Isobel grabbed one of the proffered tissues, dabbing at her eyes. She nodded, then halfway stopped, then nodded again. "Yes. I think. I guess. I don't know. I just feel like I'm going to turn around and it's all going to fall apart, and I don't want it to. I feel like I need it to stay together, and..." She stopped herself, taking a deep breath, trying to calm down as Simone had instructed. "I don't need it to stay together, I want it to. But I don't know if...it's healthy. Or good, or right, or whatever it should be. I feel like I'm talking in circles." One hand passed over her forehead, then wiped a knuckle under her right eye. "I'm sorry, I think it's hormones. I'm not usually this emotional."
"It's therapy, everybody cries," Simone said; the words made Isobel laugh a little, tension smoothing away from her shoulders. "Sometimes you gotta, right? So you don't have to apologise. Even if it's hormones—I was absolutely a wreck while I was pregnant, I cried all the time. Big things, little things. And nobody goes around in a new-ish relationship thinking, 'oh boy, I sure hope this one falls apart, I hope it's messy and I get my heart broken.' People want things to work, even if they're not necessarily sure they're with the right person. And I can't promise to reveal for you whether Obed is the right guy for you to marry, okay? I can probably help you figure out what you want, and we can work on relationship skills and think about whether things are healthy. It's probably also a good idea to work through some of those traumas with Bryan, if you're willing to do that, so that they don't cast such a long shadow over your current relationships. These are all things we can work out together. But the choices you make are always going to be up to you.
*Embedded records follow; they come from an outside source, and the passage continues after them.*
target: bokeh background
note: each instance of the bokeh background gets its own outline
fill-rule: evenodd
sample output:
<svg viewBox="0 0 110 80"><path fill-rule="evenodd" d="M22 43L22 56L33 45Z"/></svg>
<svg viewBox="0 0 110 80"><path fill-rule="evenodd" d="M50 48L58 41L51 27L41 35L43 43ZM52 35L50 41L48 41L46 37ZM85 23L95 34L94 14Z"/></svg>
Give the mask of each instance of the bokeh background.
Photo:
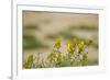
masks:
<svg viewBox="0 0 110 80"><path fill-rule="evenodd" d="M42 54L45 58L57 37L62 38L62 49L66 53L64 45L77 37L92 41L88 47L89 65L98 65L98 14L24 10L22 16L23 60L30 54Z"/></svg>

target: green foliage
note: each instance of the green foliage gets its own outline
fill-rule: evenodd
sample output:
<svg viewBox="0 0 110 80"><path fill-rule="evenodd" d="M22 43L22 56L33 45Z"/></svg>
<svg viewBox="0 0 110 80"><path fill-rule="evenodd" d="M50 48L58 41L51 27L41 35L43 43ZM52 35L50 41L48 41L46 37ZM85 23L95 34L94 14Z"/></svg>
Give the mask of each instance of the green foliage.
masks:
<svg viewBox="0 0 110 80"><path fill-rule="evenodd" d="M47 55L46 59L41 58L40 54L34 59L30 55L23 67L29 68L53 68L53 67L76 67L88 65L88 52L86 42L73 38L73 42L66 45L67 53L61 50L62 39L56 38L53 50Z"/></svg>
<svg viewBox="0 0 110 80"><path fill-rule="evenodd" d="M47 47L40 39L35 38L33 35L23 35L23 48L34 49L34 48Z"/></svg>

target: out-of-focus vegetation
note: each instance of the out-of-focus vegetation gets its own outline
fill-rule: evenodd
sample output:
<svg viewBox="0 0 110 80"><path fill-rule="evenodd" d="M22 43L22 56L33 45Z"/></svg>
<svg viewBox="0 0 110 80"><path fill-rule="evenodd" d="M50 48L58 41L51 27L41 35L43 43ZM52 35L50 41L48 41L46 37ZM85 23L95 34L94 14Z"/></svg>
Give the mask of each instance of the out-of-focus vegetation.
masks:
<svg viewBox="0 0 110 80"><path fill-rule="evenodd" d="M62 39L57 38L53 50L47 55L46 59L40 59L40 54L37 54L36 57L29 55L29 57L24 60L23 67L25 69L30 69L90 65L92 61L89 61L88 59L88 45L90 45L90 43L73 38L73 42L66 44L67 53L64 53L61 50Z"/></svg>

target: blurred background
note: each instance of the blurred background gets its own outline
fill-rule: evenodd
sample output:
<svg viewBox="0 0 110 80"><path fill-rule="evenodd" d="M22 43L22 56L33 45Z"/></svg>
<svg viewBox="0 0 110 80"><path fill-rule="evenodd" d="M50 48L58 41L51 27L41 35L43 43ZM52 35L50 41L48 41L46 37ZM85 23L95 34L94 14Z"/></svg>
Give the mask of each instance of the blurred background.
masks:
<svg viewBox="0 0 110 80"><path fill-rule="evenodd" d="M73 37L90 39L88 58L90 65L98 65L98 14L57 13L23 11L23 60L30 54L42 54L45 58L52 52L55 39L62 38L62 50Z"/></svg>

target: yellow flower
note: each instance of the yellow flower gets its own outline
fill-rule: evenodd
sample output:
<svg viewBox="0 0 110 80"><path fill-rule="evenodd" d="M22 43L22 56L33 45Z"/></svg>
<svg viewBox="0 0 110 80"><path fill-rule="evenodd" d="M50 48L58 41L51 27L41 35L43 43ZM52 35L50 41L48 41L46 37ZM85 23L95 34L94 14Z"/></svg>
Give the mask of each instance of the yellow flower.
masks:
<svg viewBox="0 0 110 80"><path fill-rule="evenodd" d="M82 50L82 48L84 48L84 42L82 41L79 42L78 48L79 48L79 50Z"/></svg>
<svg viewBox="0 0 110 80"><path fill-rule="evenodd" d="M67 44L67 52L68 53L73 53L74 52L74 48L73 48L72 44Z"/></svg>
<svg viewBox="0 0 110 80"><path fill-rule="evenodd" d="M61 38L56 38L54 47L59 48L61 47L61 43L62 43L62 39Z"/></svg>
<svg viewBox="0 0 110 80"><path fill-rule="evenodd" d="M56 53L56 58L62 58L63 54L62 53Z"/></svg>

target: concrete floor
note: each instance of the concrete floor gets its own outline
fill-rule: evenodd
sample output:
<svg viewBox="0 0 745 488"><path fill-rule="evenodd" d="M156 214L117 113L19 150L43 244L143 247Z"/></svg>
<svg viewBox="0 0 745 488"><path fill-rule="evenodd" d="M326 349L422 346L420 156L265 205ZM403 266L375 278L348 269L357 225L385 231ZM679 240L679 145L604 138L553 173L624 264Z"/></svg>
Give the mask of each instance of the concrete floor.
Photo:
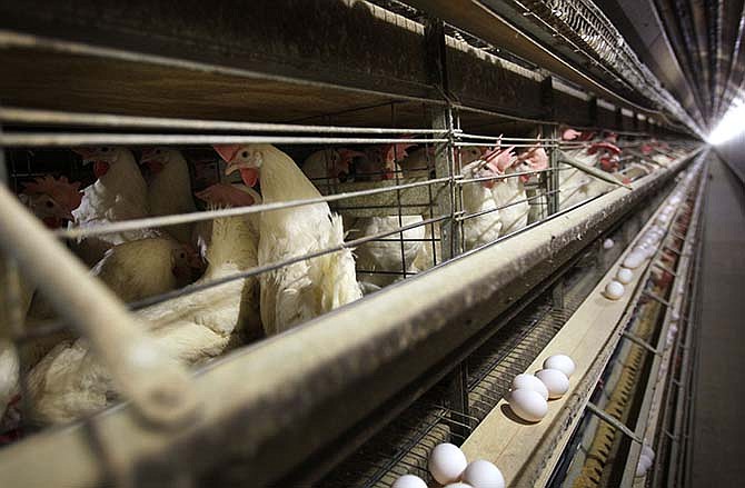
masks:
<svg viewBox="0 0 745 488"><path fill-rule="evenodd" d="M741 487L745 486L745 192L716 157L709 173L692 486Z"/></svg>

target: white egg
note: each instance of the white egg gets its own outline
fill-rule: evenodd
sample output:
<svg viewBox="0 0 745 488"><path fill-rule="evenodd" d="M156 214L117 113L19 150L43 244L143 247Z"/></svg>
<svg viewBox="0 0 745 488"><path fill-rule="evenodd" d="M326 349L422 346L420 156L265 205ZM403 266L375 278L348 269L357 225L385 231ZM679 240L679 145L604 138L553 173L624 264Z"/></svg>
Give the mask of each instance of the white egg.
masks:
<svg viewBox="0 0 745 488"><path fill-rule="evenodd" d="M567 355L554 355L546 358L544 361L545 369L558 369L566 375L567 378L572 378L576 366L570 357Z"/></svg>
<svg viewBox="0 0 745 488"><path fill-rule="evenodd" d="M429 472L440 485L459 480L466 466L466 455L453 444L439 444L429 455Z"/></svg>
<svg viewBox="0 0 745 488"><path fill-rule="evenodd" d="M513 391L519 389L537 391L542 397L544 397L544 400L548 400L548 390L546 389L546 385L544 385L543 381L540 381L535 376L528 375L527 372L517 375L515 379L513 379Z"/></svg>
<svg viewBox="0 0 745 488"><path fill-rule="evenodd" d="M391 488L427 488L427 484L418 476L404 475L396 480Z"/></svg>
<svg viewBox="0 0 745 488"><path fill-rule="evenodd" d="M484 459L468 465L463 471L463 481L474 488L505 488L505 477L499 468Z"/></svg>
<svg viewBox="0 0 745 488"><path fill-rule="evenodd" d="M509 408L516 416L529 422L537 422L548 414L548 402L539 392L520 388L509 394Z"/></svg>
<svg viewBox="0 0 745 488"><path fill-rule="evenodd" d="M619 283L628 285L634 280L634 271L628 268L618 268L616 280L618 280Z"/></svg>
<svg viewBox="0 0 745 488"><path fill-rule="evenodd" d="M642 445L642 456L648 457L650 460L655 460L655 450L650 448L648 445L644 444Z"/></svg>
<svg viewBox="0 0 745 488"><path fill-rule="evenodd" d="M569 389L569 378L558 369L542 369L536 377L548 388L548 398L562 398Z"/></svg>
<svg viewBox="0 0 745 488"><path fill-rule="evenodd" d="M624 296L624 291L626 291L624 286L616 280L608 281L608 285L605 286L605 296L610 300L618 300Z"/></svg>
<svg viewBox="0 0 745 488"><path fill-rule="evenodd" d="M649 469L652 467L652 458L647 455L639 456L639 464L644 466L644 469Z"/></svg>
<svg viewBox="0 0 745 488"><path fill-rule="evenodd" d="M644 255L632 251L624 259L624 268L636 269L644 262Z"/></svg>

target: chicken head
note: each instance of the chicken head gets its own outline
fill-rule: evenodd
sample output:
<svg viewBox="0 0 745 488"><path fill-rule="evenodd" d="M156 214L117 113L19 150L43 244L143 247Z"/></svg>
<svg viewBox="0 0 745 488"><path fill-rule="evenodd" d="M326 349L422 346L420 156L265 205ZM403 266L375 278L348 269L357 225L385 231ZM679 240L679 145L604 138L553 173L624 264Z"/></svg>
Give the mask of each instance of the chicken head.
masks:
<svg viewBox="0 0 745 488"><path fill-rule="evenodd" d="M546 150L536 145L517 157L517 160L524 166L525 171L543 171L548 168L548 155ZM523 182L527 182L532 175L522 175Z"/></svg>
<svg viewBox="0 0 745 488"><path fill-rule="evenodd" d="M140 166L145 166L150 175L157 175L163 170L171 158L178 157L178 150L171 148L149 148L142 151Z"/></svg>
<svg viewBox="0 0 745 488"><path fill-rule="evenodd" d="M95 148L76 148L74 152L82 157L83 165L93 165L93 175L96 178L101 178L109 171L111 165L116 163L121 157L125 148L115 148L111 146L100 146Z"/></svg>
<svg viewBox="0 0 745 488"><path fill-rule="evenodd" d="M80 182L70 182L66 177L37 178L24 185L21 200L47 227L59 228L63 221L73 220L72 210L80 206Z"/></svg>
<svg viewBox="0 0 745 488"><path fill-rule="evenodd" d="M205 262L192 246L175 242L171 250L171 272L176 277L178 287L189 285L195 273L205 270Z"/></svg>
<svg viewBox="0 0 745 488"><path fill-rule="evenodd" d="M217 145L213 146L228 167L226 175L239 171L240 178L248 187L255 187L259 180L259 170L270 145Z"/></svg>

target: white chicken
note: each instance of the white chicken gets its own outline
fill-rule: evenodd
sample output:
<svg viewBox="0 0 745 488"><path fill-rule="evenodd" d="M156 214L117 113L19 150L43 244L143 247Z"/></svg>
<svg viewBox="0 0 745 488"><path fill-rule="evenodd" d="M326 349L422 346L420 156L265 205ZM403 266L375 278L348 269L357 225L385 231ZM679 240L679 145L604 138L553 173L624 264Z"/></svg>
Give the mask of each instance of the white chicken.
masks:
<svg viewBox="0 0 745 488"><path fill-rule="evenodd" d="M215 220L209 266L197 285L235 276L257 266L257 236L241 217ZM260 328L256 278L232 280L137 312L162 351L186 365L200 365L241 342L239 335ZM52 349L30 372L31 421L66 422L113 401L116 386L85 339Z"/></svg>
<svg viewBox="0 0 745 488"><path fill-rule="evenodd" d="M217 146L248 187L260 177L265 203L319 198L295 161L271 145ZM344 226L327 203L261 212L259 266L280 262L344 243ZM274 335L361 297L349 249L260 275L261 322Z"/></svg>
<svg viewBox="0 0 745 488"><path fill-rule="evenodd" d="M302 172L317 187L338 185L349 177L349 165L354 158L365 156L351 149L326 148L308 156L302 163Z"/></svg>
<svg viewBox="0 0 745 488"><path fill-rule="evenodd" d="M252 188L248 188L242 183L215 183L196 193L197 198L206 201L212 207L236 208L249 207L251 205L260 205L261 196ZM259 235L259 215L248 213L245 217L249 226L256 233ZM199 256L207 258L207 250L209 242L212 239L212 221L200 220L193 227L192 241L197 243Z"/></svg>
<svg viewBox="0 0 745 488"><path fill-rule="evenodd" d="M81 195L79 182L69 182L66 177L59 179L46 176L26 183L19 199L40 219L47 227L56 229L64 221L72 220L72 211L80 205ZM7 261L0 260L0 289L8 290ZM18 276L18 317L21 322L26 320L31 305L36 286L23 276ZM0 418L6 412L11 399L18 394L19 362L16 348L10 338L9 330L10 310L7 308L4 298L0 300Z"/></svg>
<svg viewBox="0 0 745 488"><path fill-rule="evenodd" d="M476 160L460 172L466 179L494 178L500 171L491 162ZM501 218L491 195L496 180L464 182L461 186L463 210L463 250L469 251L499 238ZM473 216L473 217L470 217Z"/></svg>
<svg viewBox="0 0 745 488"><path fill-rule="evenodd" d="M587 141L594 135L594 132L578 132L568 129L563 132L562 137L564 140ZM598 166L599 163L604 169L612 170L615 167L615 159L620 152L620 149L610 142L613 139L612 135L609 140L592 143L587 148L568 149L564 152L587 166ZM569 165L563 163L559 166L559 169L562 170L559 171L559 209L562 210L597 197L613 188L610 183L587 175Z"/></svg>
<svg viewBox="0 0 745 488"><path fill-rule="evenodd" d="M420 152L421 151L421 152ZM417 175L417 168L423 167L421 158L425 158L424 161L427 161L431 155L427 155L424 151L429 151L429 149L419 149L411 152L404 161L399 162L404 175ZM486 153L486 148L477 146L467 146L458 148L457 156L459 156L460 167L465 168L474 161L477 161L483 158ZM410 159L414 158L411 161ZM430 163L424 163L425 167L431 166ZM427 172L429 175L429 171ZM424 175L421 175L424 176ZM431 218L435 216L424 216L425 218ZM440 223L427 225L425 226L425 238L424 243L419 248L416 258L414 259L414 269L417 271L425 271L436 262L443 261L443 246L440 242Z"/></svg>
<svg viewBox="0 0 745 488"><path fill-rule="evenodd" d="M80 148L76 152L92 161L98 178L83 190L82 202L72 212L71 227L98 226L148 217L148 188L131 151L126 148ZM130 240L155 237L149 229L88 237L71 242L80 258L93 266L107 249Z"/></svg>
<svg viewBox="0 0 745 488"><path fill-rule="evenodd" d="M390 180L401 171L398 161L408 159L409 142L371 146L365 149L359 175L367 180ZM361 168L361 169L360 169ZM404 175L406 176L406 175ZM427 176L426 172L424 175ZM349 222L354 239L393 232L401 227L421 222L421 216L361 217ZM413 227L400 233L381 237L357 247L357 279L362 290L369 292L415 272L415 260L425 239L424 226Z"/></svg>
<svg viewBox="0 0 745 488"><path fill-rule="evenodd" d="M165 293L191 282L199 268L193 250L170 237L151 237L112 247L90 270L122 301Z"/></svg>
<svg viewBox="0 0 745 488"><path fill-rule="evenodd" d="M497 148L486 159L494 159L496 169L505 176L539 171L548 167L548 157L539 143L519 156L515 156L513 149ZM499 208L501 236L516 232L528 225L530 202L527 200L525 183L529 179L530 175L513 176L498 180L491 188L491 195Z"/></svg>
<svg viewBox="0 0 745 488"><path fill-rule="evenodd" d="M148 207L151 216L170 216L197 211L191 198L191 177L183 155L178 149L151 148L142 151L140 165L150 170ZM191 242L191 223L169 226L161 231L181 243Z"/></svg>

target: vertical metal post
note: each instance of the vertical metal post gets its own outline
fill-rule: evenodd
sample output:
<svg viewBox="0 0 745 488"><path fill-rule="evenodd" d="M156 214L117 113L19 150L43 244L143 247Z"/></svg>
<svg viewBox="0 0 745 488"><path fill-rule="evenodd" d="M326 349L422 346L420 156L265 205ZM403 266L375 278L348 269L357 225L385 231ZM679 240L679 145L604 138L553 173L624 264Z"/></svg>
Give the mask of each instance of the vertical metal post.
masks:
<svg viewBox="0 0 745 488"><path fill-rule="evenodd" d="M587 118L588 126L596 128L597 127L597 97L590 97L587 101Z"/></svg>
<svg viewBox="0 0 745 488"><path fill-rule="evenodd" d="M448 407L451 410L449 416L453 421L450 432L463 442L470 434L467 359L450 374L448 389Z"/></svg>
<svg viewBox="0 0 745 488"><path fill-rule="evenodd" d="M624 112L620 107L616 107L616 130L624 130Z"/></svg>
<svg viewBox="0 0 745 488"><path fill-rule="evenodd" d="M436 178L450 178L449 185L440 188L436 197L438 213L450 217L440 223L443 261L446 261L458 252L459 232L455 221L457 186L454 179L456 171L454 165L453 108L448 96L445 23L440 19L428 17L425 20L425 46L429 82L440 91L445 100L448 100L448 103L429 110L430 127L446 130L448 133L448 142L435 145L434 156Z"/></svg>
<svg viewBox="0 0 745 488"><path fill-rule="evenodd" d="M2 128L0 128L0 132ZM10 188L10 175L6 165L6 150L0 148L0 185ZM28 395L26 395L26 381L21 378L23 372L23 365L21 363L21 348L18 338L23 333L24 312L22 310L21 297L21 275L18 269L18 262L9 253L0 252L0 270L3 275L0 279L4 282L4 293L0 299L4 300L2 309L7 313L6 317L0 317L0 341L6 342L13 348L16 355L16 363L18 367L19 385L21 387L21 408L23 416L29 412ZM12 378L8 378L11 379ZM7 407L7 406L3 406ZM4 411L0 411L2 416Z"/></svg>
<svg viewBox="0 0 745 488"><path fill-rule="evenodd" d="M557 126L543 126L545 138L552 140L552 147L548 148L548 167L550 171L546 173L546 191L548 192L548 215L559 211L559 133Z"/></svg>

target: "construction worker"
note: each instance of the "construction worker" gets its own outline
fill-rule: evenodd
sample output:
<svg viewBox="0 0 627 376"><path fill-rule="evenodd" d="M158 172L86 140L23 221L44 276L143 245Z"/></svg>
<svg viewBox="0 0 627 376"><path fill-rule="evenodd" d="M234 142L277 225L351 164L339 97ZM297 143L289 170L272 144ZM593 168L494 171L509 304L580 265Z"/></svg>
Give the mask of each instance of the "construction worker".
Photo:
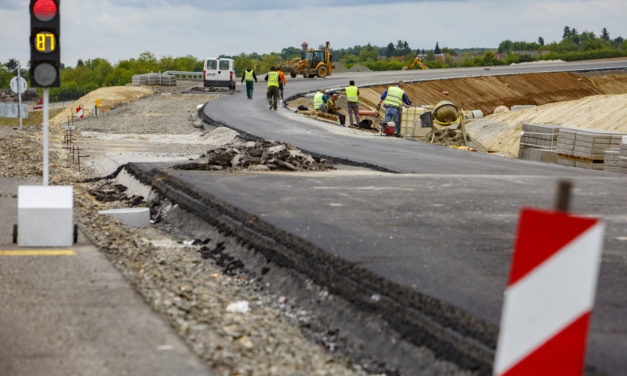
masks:
<svg viewBox="0 0 627 376"><path fill-rule="evenodd" d="M382 95L377 110L381 108L381 103L385 107L385 122L394 119L395 135L401 134L401 107L411 106L411 101L403 91L405 83L399 81L395 86L390 86Z"/></svg>
<svg viewBox="0 0 627 376"><path fill-rule="evenodd" d="M348 112L348 124L357 126L359 124L359 88L355 86L355 81L351 80L348 83L350 86L345 89ZM355 121L353 123L353 114L355 114Z"/></svg>
<svg viewBox="0 0 627 376"><path fill-rule="evenodd" d="M340 95L338 93L331 94L327 100L326 109L328 113L336 115L340 120L340 124L344 125L346 124L346 115L338 112L340 107L336 103L339 96Z"/></svg>
<svg viewBox="0 0 627 376"><path fill-rule="evenodd" d="M242 82L244 81L246 81L246 95L248 99L253 99L253 82L257 82L257 75L255 75L255 71L253 71L253 67L250 65L246 68L242 76Z"/></svg>
<svg viewBox="0 0 627 376"><path fill-rule="evenodd" d="M268 81L268 93L266 94L268 104L271 110L274 109L276 111L276 107L279 104L279 73L274 66L270 67L270 72L266 74L265 80Z"/></svg>
<svg viewBox="0 0 627 376"><path fill-rule="evenodd" d="M320 90L314 95L314 110L316 111L325 111L327 101L329 100L326 95L326 91Z"/></svg>
<svg viewBox="0 0 627 376"><path fill-rule="evenodd" d="M281 101L283 101L283 88L285 84L287 84L287 80L285 79L285 73L281 71L281 68L277 68L277 72L279 72L279 92L281 92Z"/></svg>

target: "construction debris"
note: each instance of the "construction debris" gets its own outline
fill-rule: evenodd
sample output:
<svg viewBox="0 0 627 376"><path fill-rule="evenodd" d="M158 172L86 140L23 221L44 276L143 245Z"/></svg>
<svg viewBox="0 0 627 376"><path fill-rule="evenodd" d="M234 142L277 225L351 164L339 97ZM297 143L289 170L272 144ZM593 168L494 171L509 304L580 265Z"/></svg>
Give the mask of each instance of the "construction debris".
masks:
<svg viewBox="0 0 627 376"><path fill-rule="evenodd" d="M619 148L624 134L604 130L561 128L557 139L558 163L603 170L605 151Z"/></svg>
<svg viewBox="0 0 627 376"><path fill-rule="evenodd" d="M194 162L174 167L208 171L326 171L335 169L326 159L311 156L276 141L235 141L210 150Z"/></svg>
<svg viewBox="0 0 627 376"><path fill-rule="evenodd" d="M444 146L463 146L466 144L461 129L438 129L434 127L431 133L427 134L426 139L432 144Z"/></svg>
<svg viewBox="0 0 627 376"><path fill-rule="evenodd" d="M557 135L560 127L551 124L523 124L518 158L557 163Z"/></svg>

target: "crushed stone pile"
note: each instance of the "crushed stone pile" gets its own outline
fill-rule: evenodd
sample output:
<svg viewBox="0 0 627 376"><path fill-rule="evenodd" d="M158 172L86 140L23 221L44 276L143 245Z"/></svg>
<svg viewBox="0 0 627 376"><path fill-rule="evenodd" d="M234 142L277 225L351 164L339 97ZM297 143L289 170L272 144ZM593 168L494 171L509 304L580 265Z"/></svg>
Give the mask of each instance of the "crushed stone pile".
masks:
<svg viewBox="0 0 627 376"><path fill-rule="evenodd" d="M68 116L73 117L75 115L76 107L81 106L84 109L85 116L90 116L93 113L96 99L100 100L100 111L105 112L120 103L131 102L148 95L154 94L155 91L152 88L146 87L134 87L134 86L109 86L101 87L92 92L89 92L77 99L70 107L61 111L54 118L50 119L50 126L59 126L64 122L67 122Z"/></svg>
<svg viewBox="0 0 627 376"><path fill-rule="evenodd" d="M372 69L361 64L355 64L348 70L349 72L372 72Z"/></svg>
<svg viewBox="0 0 627 376"><path fill-rule="evenodd" d="M594 95L550 103L526 110L503 112L473 120L468 134L487 150L516 158L523 124L553 124L577 129L627 133L627 94Z"/></svg>
<svg viewBox="0 0 627 376"><path fill-rule="evenodd" d="M24 132L17 132L0 127L0 177L42 175L41 132L36 127L24 129ZM54 167L54 159L51 161Z"/></svg>
<svg viewBox="0 0 627 376"><path fill-rule="evenodd" d="M236 141L210 150L178 170L207 171L326 171L334 169L326 159L303 153L290 144L276 141Z"/></svg>

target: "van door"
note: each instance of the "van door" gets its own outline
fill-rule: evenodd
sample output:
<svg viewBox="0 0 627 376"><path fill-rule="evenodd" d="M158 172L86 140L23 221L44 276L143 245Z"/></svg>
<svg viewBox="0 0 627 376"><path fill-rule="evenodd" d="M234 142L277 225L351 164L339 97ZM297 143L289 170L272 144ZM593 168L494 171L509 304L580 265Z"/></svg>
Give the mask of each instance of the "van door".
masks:
<svg viewBox="0 0 627 376"><path fill-rule="evenodd" d="M231 81L231 61L218 59L218 81Z"/></svg>
<svg viewBox="0 0 627 376"><path fill-rule="evenodd" d="M205 81L217 80L218 61L215 59L207 59L205 62Z"/></svg>

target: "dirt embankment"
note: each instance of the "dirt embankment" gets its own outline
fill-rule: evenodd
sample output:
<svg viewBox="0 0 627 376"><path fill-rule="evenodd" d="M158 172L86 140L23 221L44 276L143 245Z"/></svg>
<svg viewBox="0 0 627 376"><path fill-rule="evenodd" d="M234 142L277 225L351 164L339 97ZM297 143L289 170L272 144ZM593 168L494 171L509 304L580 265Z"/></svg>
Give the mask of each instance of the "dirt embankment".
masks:
<svg viewBox="0 0 627 376"><path fill-rule="evenodd" d="M553 124L627 134L627 94L595 95L520 111L493 114L468 123L468 134L487 150L518 155L523 124Z"/></svg>
<svg viewBox="0 0 627 376"><path fill-rule="evenodd" d="M374 109L387 86L361 88L364 109ZM574 73L539 73L456 78L407 84L414 105L449 100L467 110L491 114L498 106L543 105L599 94L627 93L627 75L588 77ZM447 92L448 95L443 94Z"/></svg>
<svg viewBox="0 0 627 376"><path fill-rule="evenodd" d="M154 94L155 90L148 87L137 86L110 86L94 90L76 100L70 107L61 111L50 120L50 125L59 126L67 122L68 117L76 115L76 107L83 107L84 115L91 115L96 99L100 100L100 111L108 111L120 103L131 102L145 96Z"/></svg>

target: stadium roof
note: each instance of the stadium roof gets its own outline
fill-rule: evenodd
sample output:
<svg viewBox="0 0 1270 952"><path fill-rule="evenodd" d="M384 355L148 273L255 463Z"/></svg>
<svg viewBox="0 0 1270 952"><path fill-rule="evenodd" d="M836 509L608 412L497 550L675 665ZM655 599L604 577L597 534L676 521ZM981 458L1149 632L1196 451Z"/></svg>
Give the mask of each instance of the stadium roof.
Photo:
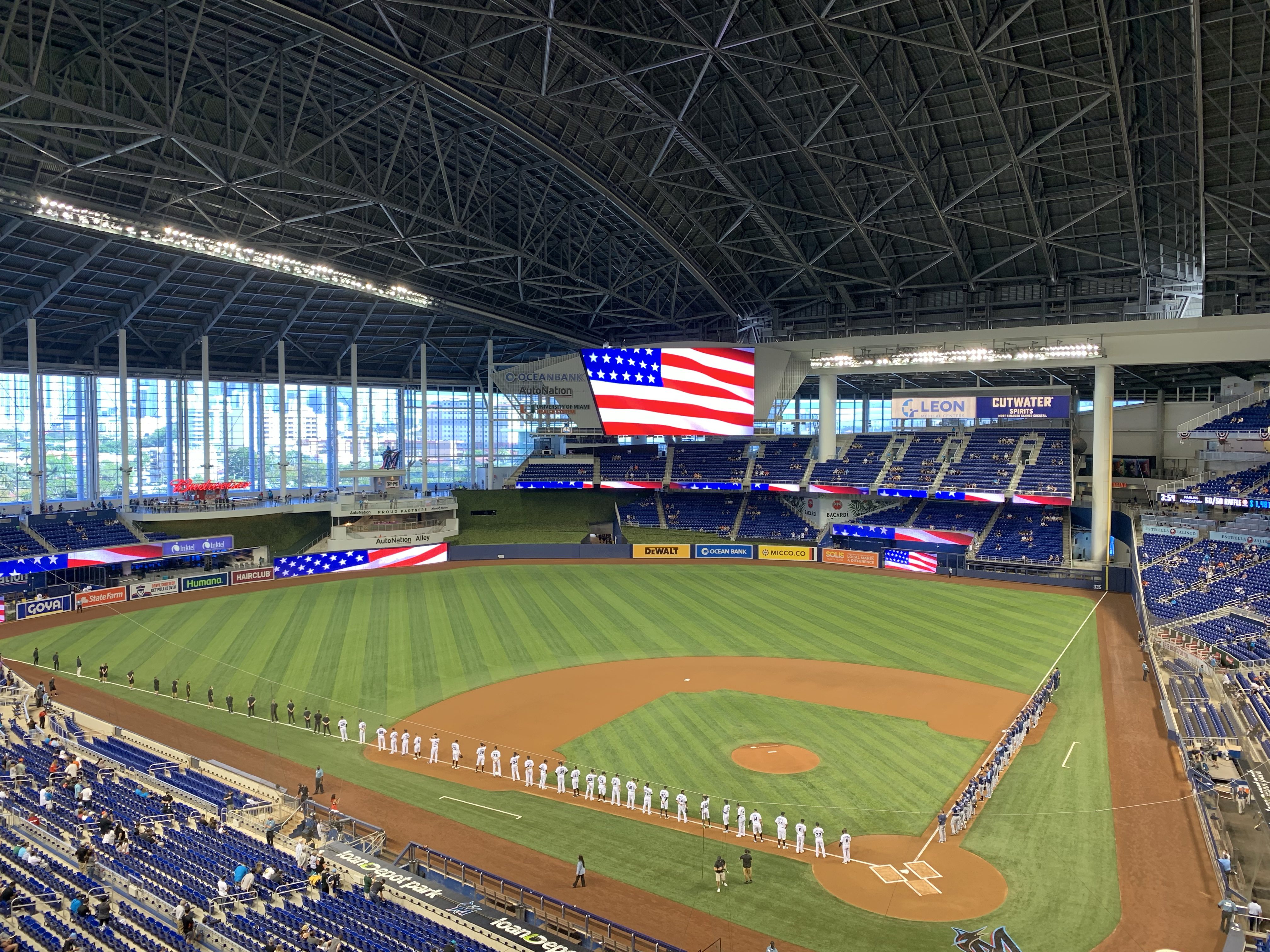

Which is good news, right?" she said with a smile. "Does that sound like an okay plan, any other stuff you definitely want to put on the list?"
Isobel found herself nodding halfway through Simone's explanation. "All of that, that sounds great, really," she replied, sniffling. She grabbed a handful of tissues. "I'm sure you hear this a lot, but that sounds really, really relieving. I... I know I'm paying for this, but thank you." She sniffled again, wiping her nose. "God, I really hope this doesn't happen every time, but it's good to know it's not just me." She pulled her glasses off, wiping at her eyes, feeling for the first time in a few months like she would be able to start putting pieces back together.